All other reports and documents subsequently filed by the Registrant pursuant to Sections 13(a), 13(c), 14 and 15(d) of the Exchange Act (other than Current Reports furnished under Item 2.02 or Item 7.01 of Form 8-K and exhibits furnished on such form that relate to such items) on or after the date of this Registration Statement and prior to the filing of a post-effective amendment to this Registration Statement which indicates that all securities offered have been sold or which deregisters all securities then remaining unsold, shall be deemed to be incorporated by reference herein and to be a part of this Registration Statement from the date of the filing of such reports and documents. Any statement contained in a document incorporated or deemed to be incorporated by reference herein shall be deemed to be modified or superseded for purposes of this Registration Statement to the extent that a statement contained herein or in any subsequently filed document that also is deemed to be incorporated by reference herein modifies or supersedes such statement. Any such statement so modified or superseded shall not be deemed, except as so modified or superseded, to constitute a part of this Registration Statement.
ITEM 4. DESCRIPTION OF SECURITIES
Not applicable.
ITEM 5. INTERESTS OF NAMES EXPERTS AND COUNSEL
Not applicable.
ITEM 6. INDEMNIFICATION OF DIRECTORS AND OFFICERS
Section 145 of the Delaware General Corporation Law (the “DGCL”) authorizes a court to award, or a corporation’s board of directors to grant, indemnity to directors and officers under certain circumstances and subject to certain limitations. The terms of Section 145 of the DGCL are sufficiently broad to permit indemnification under certain circumstances for liabilities, including reimbursement of expenses incurred, arising under the Securities Act of 1933, as amended (the “Securities Act”).



As permitted by the DGCL, the Registrant’s amended and restated certificate of incorporation that will be in effect immediately prior to the consummation of the Registrant’s initial public offering contains provisions that eliminate the personal liability of its directors for monetary damages for any breach of fiduciary duties as a director to the fullest extent permitted by law.

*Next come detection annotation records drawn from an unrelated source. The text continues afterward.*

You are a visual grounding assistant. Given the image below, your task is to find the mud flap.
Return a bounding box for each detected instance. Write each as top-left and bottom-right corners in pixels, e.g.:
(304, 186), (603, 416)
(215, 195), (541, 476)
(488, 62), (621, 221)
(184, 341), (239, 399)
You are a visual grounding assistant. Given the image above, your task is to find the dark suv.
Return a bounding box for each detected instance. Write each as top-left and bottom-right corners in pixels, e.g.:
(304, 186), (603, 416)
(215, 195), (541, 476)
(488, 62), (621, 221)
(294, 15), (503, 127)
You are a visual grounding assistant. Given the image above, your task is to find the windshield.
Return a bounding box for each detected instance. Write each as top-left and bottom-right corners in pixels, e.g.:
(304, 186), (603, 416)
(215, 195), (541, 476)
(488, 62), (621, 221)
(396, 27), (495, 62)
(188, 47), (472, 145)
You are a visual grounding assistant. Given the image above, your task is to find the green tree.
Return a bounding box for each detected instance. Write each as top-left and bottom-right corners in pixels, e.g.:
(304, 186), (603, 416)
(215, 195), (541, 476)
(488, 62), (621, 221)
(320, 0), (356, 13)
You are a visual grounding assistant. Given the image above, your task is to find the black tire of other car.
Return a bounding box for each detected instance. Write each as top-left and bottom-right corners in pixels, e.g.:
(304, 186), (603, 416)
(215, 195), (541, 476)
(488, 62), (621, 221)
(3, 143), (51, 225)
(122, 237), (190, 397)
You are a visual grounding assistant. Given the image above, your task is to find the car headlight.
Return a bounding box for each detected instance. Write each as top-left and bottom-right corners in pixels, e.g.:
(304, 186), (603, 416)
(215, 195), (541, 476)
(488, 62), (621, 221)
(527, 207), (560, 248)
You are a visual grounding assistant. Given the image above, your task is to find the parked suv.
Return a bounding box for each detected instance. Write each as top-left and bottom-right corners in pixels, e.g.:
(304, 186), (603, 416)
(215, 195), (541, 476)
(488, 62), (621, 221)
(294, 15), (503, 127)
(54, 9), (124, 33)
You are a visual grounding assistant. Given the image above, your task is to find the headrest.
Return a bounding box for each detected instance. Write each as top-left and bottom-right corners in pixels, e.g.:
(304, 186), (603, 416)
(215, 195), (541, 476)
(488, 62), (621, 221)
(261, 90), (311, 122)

As permitted by the DGCL, the Registrant’s restated bylaws that will be in effect following the effectiveness of this registration statement provide that:
the Registrant is required to indemnify its directors and executive officers to the fullest extent permitted by the DGCL, subject to very limited exceptions;
the Registrant may indemnify its other employees and agents as set forth in the DGCL;
the Registrant is required to advance expenses, as incurred, to its directors and executive officers in connection with a legal proceeding to the fullest extent permitted by the DGCL, subject to very limited exceptions; and
the rights conferred in the restated bylaws are not exclusive.

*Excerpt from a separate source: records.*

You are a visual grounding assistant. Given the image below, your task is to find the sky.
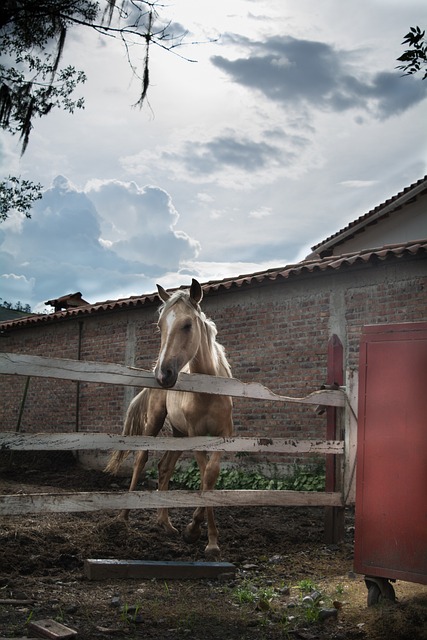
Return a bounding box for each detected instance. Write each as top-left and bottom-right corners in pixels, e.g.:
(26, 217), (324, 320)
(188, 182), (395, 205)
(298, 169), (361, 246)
(0, 0), (427, 312)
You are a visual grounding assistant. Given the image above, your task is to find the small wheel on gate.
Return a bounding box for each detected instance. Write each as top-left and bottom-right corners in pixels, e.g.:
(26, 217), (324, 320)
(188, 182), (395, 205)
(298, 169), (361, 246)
(365, 578), (396, 607)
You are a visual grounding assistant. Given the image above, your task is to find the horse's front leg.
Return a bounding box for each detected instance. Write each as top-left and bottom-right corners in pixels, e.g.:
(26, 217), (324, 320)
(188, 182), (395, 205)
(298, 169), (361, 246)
(184, 451), (221, 559)
(119, 451), (148, 520)
(157, 451), (182, 535)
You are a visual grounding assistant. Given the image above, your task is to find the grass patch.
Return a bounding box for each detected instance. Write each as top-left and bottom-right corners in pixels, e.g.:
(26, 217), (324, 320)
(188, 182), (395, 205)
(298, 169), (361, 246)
(155, 460), (325, 491)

The Registrant has entered into indemnification agreements with each of its current directors and executive officers to provide these directors and executive officers additional contractual assurances regarding the scope of the indemnification set forth in the Registrant’s amended and restated certificate of incorporation and restated bylaws and to provide additional procedural protections. At present, there is no pending litigation or proceeding involving a director, executive officer, or employee of the Registrant regarding which indemnification is sought. The indemnification provisions in the Registrant’s amended and restated certificate of incorporation and restated bylaws and the indemnification agreements entered into may be sufficiently broad to permit indemnification of the Registrant’s directors and executive officers for liabilities arising under the Securities Act.
The Registrant has directors’ and officers’ liability insurance for its directors and officers.

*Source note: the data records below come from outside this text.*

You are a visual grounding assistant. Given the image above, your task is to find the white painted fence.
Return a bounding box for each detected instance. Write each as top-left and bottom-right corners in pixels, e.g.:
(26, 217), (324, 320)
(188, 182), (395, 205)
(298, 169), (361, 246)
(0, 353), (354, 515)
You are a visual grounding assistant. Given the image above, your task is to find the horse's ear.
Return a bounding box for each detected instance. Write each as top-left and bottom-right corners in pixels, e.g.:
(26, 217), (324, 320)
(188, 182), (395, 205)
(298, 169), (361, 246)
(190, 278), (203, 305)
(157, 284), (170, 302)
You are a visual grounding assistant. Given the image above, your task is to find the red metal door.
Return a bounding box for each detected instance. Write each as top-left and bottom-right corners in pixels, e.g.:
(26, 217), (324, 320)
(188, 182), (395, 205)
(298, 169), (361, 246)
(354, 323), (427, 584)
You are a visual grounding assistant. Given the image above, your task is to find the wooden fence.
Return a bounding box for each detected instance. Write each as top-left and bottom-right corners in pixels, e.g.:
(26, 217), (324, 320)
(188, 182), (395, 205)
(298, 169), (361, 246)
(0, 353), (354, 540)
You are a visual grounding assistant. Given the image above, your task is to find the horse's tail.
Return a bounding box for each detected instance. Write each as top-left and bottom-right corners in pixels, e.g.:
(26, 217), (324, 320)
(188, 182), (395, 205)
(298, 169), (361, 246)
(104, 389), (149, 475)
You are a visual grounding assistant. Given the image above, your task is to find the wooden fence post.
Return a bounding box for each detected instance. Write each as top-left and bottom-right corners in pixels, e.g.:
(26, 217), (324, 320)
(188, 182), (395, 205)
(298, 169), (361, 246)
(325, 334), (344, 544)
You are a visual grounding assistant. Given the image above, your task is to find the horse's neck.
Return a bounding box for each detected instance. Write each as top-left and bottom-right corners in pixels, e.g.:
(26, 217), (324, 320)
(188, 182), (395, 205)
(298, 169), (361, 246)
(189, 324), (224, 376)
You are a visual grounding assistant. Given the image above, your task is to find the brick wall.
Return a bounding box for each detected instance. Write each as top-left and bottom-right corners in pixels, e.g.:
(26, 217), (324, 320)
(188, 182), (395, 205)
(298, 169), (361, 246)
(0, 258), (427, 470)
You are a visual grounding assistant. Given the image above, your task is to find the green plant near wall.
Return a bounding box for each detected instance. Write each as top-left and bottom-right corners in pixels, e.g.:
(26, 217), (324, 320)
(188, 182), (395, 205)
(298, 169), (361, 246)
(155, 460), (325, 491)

Certain of the Registrant’s directors are also indemnified by their employers with regard to their service on the Registrant’s board of directors.
ITEM 7. EXEMPTION FROM REGISTRATION CLAIMED
Not applicable.



ITEM 8. EXHIBITS
Incorporated by Reference
Exhibit NumberDescriptionSchedule FormFile NumberExhibitFiling Date
4.1S-1 333-2591673.1August 30, 2021
4.2S-1
333-259167
3.2August 30, 2021
4.3S-1/A
333-259167
3.3September 14, 2021
4.4S-1/A
333-259167
3.4September 14, 2021
4.5S-1/A
333-259167
4.1September 14, 2021
4.6S-1
333-259167
10.3August 30, 2021
4.7*
4.8S-1/A
333-259167
10.5September 14, 2021
5.1*
23.1*
23.2*
24.1*
_______________
*  Filed herewith
ITEM 9. UNDERTAKINGS
A.The undersigned registrant hereby undertakes:
(1)To file, during any period in which offers or sales are being made, a post-effective amendment to this registration statement:
(i)To include any prospectus required by Section 10(a)(3) of the Securities Act;
(ii)To reflect in the prospectus any facts or events arising after the effective date of the registration statement (or the most recent post-effective amendment thereof) which, individually or in the aggregate, represent a fundamental



change in the information set forth in the registration statement. Notwithstanding the foregoing, any increase or decrease in volume of securities offered (if the total dollar value of securities offered would not exceed that which was registered) and any deviation from the low or high end of the estimated maximum offering range may be reflected in the form of prospectus filed with the Commission pursuant to Rule 424(b) if, in the aggregate, the changes in volume and price represent no more than a 20% change in the maximum aggregate offering price set forth in the “Calculation of Registration Fee” table in the effective registration statement.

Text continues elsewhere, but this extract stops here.